Colts get ready for different Bengals

INDIANAPOLIS (AP) Linebacker D'Qwell Jackson won't watch the film of the Colts' regular-season meeting with the Bengals.

Defensive lineman Cory Redding isn't focused on it either.

Watching the game won't do them any good while preparing for Sunday's wild-card matchup with Cincinnati.

''Whatever happened in that game, you have to completely wipe it out,'' Jackson said Thursday. ''They're a completely different ballclub now.''

For Redding, that game is history.

''That's how many weeks ago? I don't pay attention or look at that stuff,'' Redding said. ''What we did in the past is in the past.''

When Indianapolis and Cincinnati met on Oct. 19, it was a 27-0 demolition by the Colts. Since then, things have changed.

The Colts could see receiver A.J. Green for the first time if he is cleared from concussion protocol.
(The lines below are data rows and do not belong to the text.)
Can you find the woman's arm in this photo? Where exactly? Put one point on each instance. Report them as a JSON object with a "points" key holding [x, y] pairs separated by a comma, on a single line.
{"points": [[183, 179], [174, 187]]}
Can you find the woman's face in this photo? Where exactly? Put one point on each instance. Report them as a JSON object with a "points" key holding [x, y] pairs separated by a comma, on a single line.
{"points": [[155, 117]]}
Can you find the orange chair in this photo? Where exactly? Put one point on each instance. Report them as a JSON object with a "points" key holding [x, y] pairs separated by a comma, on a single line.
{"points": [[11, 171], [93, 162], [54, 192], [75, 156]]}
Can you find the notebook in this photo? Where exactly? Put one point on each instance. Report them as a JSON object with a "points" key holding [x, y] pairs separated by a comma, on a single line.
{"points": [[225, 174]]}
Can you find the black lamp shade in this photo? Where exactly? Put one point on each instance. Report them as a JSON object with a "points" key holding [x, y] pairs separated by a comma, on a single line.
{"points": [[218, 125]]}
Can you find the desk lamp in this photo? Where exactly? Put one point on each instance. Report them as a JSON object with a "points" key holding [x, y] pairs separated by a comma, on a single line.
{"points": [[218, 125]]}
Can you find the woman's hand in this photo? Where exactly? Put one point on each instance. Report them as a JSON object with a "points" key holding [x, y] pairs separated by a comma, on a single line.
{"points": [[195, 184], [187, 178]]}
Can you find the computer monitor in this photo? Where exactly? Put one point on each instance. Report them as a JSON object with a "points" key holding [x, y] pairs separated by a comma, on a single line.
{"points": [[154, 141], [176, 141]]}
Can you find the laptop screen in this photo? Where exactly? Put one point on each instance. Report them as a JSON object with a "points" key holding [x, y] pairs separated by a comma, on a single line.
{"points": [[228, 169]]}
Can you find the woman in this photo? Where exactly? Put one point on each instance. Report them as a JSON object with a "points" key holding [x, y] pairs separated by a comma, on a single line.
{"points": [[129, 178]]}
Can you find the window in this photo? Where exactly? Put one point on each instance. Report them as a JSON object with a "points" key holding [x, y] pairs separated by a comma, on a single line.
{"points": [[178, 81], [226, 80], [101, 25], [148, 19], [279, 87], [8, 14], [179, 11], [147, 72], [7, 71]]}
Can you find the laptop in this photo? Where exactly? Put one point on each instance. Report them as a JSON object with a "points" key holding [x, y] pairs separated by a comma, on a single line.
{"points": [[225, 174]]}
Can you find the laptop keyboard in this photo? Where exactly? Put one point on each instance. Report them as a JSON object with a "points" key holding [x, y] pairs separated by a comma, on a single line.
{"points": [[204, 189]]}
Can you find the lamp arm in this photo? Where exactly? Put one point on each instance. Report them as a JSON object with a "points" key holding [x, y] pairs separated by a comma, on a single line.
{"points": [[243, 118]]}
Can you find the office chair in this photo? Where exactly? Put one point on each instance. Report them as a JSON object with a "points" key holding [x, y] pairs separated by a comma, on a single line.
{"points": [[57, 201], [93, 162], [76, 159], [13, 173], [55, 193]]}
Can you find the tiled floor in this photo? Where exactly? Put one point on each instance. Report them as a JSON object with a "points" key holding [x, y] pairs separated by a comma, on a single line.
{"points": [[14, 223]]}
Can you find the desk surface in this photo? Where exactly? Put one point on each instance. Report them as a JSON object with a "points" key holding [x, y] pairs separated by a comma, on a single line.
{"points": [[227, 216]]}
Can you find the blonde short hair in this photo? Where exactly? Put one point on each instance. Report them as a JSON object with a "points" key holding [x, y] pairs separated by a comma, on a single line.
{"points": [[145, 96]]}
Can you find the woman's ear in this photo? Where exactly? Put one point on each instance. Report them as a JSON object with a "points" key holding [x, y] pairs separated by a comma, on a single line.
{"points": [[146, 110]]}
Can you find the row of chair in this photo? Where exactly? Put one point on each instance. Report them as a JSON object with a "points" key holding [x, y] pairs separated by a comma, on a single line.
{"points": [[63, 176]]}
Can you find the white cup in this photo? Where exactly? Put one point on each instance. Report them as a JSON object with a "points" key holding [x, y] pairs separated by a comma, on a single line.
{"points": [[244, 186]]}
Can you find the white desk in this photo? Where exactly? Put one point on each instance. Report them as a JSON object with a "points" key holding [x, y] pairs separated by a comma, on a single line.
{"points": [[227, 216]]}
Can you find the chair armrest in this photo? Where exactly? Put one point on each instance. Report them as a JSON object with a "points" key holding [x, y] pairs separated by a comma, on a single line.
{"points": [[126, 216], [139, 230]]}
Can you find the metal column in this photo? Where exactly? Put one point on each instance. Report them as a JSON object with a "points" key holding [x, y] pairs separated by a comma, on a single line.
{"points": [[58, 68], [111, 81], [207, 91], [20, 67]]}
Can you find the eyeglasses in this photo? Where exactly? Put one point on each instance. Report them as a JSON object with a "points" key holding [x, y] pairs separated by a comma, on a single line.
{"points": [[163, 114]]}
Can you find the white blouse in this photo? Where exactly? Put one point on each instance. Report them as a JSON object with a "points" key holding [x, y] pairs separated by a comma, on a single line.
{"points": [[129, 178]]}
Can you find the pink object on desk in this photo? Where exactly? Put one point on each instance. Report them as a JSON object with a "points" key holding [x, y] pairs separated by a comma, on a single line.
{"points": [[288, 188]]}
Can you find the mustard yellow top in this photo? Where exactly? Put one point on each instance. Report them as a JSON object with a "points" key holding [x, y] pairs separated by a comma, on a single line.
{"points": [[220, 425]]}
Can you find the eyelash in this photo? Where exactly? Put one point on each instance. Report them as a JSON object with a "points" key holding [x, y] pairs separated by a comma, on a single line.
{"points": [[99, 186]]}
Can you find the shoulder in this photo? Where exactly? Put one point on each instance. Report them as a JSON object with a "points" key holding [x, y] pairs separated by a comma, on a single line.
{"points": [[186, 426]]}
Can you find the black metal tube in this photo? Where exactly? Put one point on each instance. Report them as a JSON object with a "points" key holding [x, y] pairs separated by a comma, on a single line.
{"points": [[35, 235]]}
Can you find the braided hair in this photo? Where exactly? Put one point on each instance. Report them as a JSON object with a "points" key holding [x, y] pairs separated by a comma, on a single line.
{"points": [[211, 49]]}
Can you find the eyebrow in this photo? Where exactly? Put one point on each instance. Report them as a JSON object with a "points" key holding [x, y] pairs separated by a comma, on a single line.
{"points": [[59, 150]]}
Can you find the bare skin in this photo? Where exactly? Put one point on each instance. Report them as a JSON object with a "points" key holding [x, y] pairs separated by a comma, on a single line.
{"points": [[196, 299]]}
Green was sidelined with a turf toe injury in the first meeting between the teams.

Linebackers Emmanuel Lamur and Rey Maualuga missed that game with injuries, too. Now quarterback Andrew Luck has more to pick through in Sunday's rematch.

''They do a great job of just making plays,'' Luck said. ''It seems like they have a great mix of good veterans, young guys that can play. We know every yard is tough against them.''

Indy's offensive line has been decimated by injuries. Meanwhile, the Bengals have gotten a stronger ground game out of Jeremy Hill.

The rookie running back wasn't on the Colts' radar in Week 7. He totaled just 155 yards rushing over the first five games of the year, and ran for 15 yards against the Colts.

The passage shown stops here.